Launched the latest phase of a new EU-funded project aiming to get electric vehicles
GREEN EMOTION is an initiative which has as main goal to get electric vehicles onto the roads in all over Europe. This is a pan-European research effort that it is funded in part with €24 million from the European Commission.
The GREEN EMOTION project counts brings together 42 partners from industrial companies and automobile manufacturers, as well as technology and research institutions and universities. It has as main objective to accumulate experience with electromobility in existing and new test regions within Europe and refine the technology. A key issue is the development of European processes, standards and IT solutions to allow electric vehicle users to easily access the charging infrastructure and related services throughout the European Union. Standardisation is also a key factor for a fast and cost-efficient European rollout of electromobility. The project is lead by team of Spanish scientists. European Commission Vice-President Antonio Tajani handed a European Commission mandate for the development of the relevant standard for electric vehicles chargers on 29 June 2010.

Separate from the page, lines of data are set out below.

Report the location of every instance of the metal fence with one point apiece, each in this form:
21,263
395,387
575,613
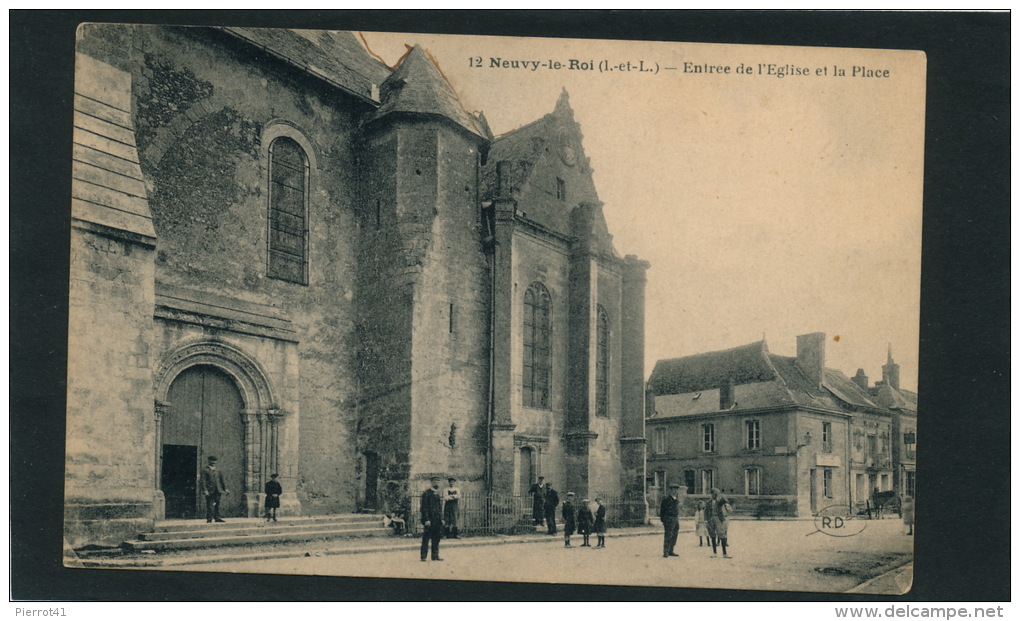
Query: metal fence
512,514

The GREEN EMOTION initiative has among its projects to introduce more than 10,000 recharging points throughout Europe. Almost 1,000 are to be installed in Barcelona, Madrid and Málaga in Spain, approximately 3,600 in Berlin, Germany, 400 in Rome and Pisa in Italy, and about 100 in Strasbourg, France. Denmark and Sweden hope to see between 2,500 and 3,500 electric cars hit the road and up to 4,500 charging points in the cities of Copenhagen and Bornholm in Denmark, and Malmö in Sweden.
With regard to Ireland, some 2,000 electric vehicles and about 3,500 charging points are to be installed; Director of Codema and Cork City Council, Gerry Wardell, hopes this will go some way to reducing Dublin city's current levels of emissions, which is right now 5 million tonnes of CO2 each year.